Formation permeability is one of the most important parameters for reservoir evaluation and optimization. Despite its importance, accurate estimation of continuous permeability is difficult due to its high variability and its dependence on the scale of measurement. To date, there is no generally accepted logging method for evaluating the continuous permeability of a formation. However, recent advances in the NMR logging (CMR* Combinable Magnetic Resonance tool) hold the greatest promise for a generally accepted continuous measurement of formation permeability.

We present comparison of permeability estimates from the CMR tool with the permeability estimates from other sources (i.e., cores, well tests, formation testers, and minipermeameter). Because permeability can vary by several orders of magnitude over short vertical distances and because different sources measure permeability at different scales, it is essential that permeability be properly averaged (arithmetic, harmonic or geometric depending on the type of heterogeneities) before such comparisons are made.

With the help of field examples, we show the utility of permeability esimates from the CMR tool for reservoir engineering applications. Due to the empirical nature of the permeability evaluation from T2 distributions, the absolute value of permeability must be calibrated with other sources of permeability information. However, the variation of permeability in a zone is estimated quite accurately.
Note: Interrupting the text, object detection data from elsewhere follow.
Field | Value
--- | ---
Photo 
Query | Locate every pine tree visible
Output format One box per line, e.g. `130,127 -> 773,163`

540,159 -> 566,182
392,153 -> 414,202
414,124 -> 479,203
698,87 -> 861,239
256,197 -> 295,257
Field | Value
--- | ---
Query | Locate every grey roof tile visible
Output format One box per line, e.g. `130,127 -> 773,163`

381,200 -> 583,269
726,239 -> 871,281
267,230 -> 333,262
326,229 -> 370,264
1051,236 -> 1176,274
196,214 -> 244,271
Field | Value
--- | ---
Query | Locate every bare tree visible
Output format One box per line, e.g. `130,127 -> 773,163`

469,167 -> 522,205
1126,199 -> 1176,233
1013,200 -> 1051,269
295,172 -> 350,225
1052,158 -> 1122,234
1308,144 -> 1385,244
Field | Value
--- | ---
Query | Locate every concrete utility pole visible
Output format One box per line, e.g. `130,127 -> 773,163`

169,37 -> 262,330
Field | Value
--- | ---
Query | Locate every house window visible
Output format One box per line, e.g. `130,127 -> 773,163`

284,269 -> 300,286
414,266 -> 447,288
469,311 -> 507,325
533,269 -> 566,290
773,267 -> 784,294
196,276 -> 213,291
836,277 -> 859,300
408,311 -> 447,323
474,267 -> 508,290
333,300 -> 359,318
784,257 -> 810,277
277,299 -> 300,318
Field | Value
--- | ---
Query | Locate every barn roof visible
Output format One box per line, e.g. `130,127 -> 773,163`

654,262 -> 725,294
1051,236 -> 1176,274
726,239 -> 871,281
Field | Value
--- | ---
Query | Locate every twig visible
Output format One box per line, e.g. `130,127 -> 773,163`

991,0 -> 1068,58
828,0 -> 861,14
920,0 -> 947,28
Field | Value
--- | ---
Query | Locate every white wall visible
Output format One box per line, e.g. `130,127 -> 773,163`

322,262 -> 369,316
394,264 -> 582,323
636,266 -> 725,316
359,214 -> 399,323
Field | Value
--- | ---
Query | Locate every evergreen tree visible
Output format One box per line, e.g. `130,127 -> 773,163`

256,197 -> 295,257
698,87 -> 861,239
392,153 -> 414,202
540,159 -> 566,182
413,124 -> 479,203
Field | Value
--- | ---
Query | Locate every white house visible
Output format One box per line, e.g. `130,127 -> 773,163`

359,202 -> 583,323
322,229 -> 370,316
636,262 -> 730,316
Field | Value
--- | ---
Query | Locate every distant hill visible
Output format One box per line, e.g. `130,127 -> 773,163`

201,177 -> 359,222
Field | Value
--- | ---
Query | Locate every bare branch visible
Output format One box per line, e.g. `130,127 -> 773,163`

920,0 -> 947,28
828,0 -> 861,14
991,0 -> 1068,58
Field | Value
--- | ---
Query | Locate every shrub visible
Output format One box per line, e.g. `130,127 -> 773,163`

The continuous record of the variation of permeability in a zone is useful for establishing a completion/stimulation strategy and for establishing optimum reservoir management through reservoir simulation.


Of all the formation parameters that are needed in the evaluation of hydrocarbon resources, permeability, which is a measure of how easily a fluid of certain viscosity flows through the rock under a pressure gradient, is the most important and, at the same time, the most difficult to evaluate. It is vital for establishing producibility, which determines whether a well should be completed and brought on line. The knowledge of the level and distribution of permeability is also essential in reservoir management for choosing the optimal drainage points and production rate, designing perforations, and selecting a stimulation strategy. Permeability of sedimentary rocks has a wide range, from near zero in some shales to 10,000 mD in coarse-grained sandstones. It can also vary greatly within a few inches in the same formation. Permeability of a formation is determined by the complex interaction of a number of variables. During deposition the grain size and the degree of homogeneity of the original particles are primary factors in determining permeability. How densely these particles are arranged, both initially and later during burial, can significantly alter pore diameters and subsequent permeability of the reservoir. Permeability generally increases with porosity, grain size and certain bedding patterns, but these relationships are far from consistent. Some apparently highly permeable rocks are rich in clay that migrates with production and plug pores, diminishing permeability. On the other hand, some relatively impermeable rocks may produce copiously through a network of fractures. In general, permeability increases with the size and interconnectedness of a rock's pores, but unforeseen details are frequently influential and extremely difficult to account for. This makes the estimation of permeability a difficult task under most circumstances.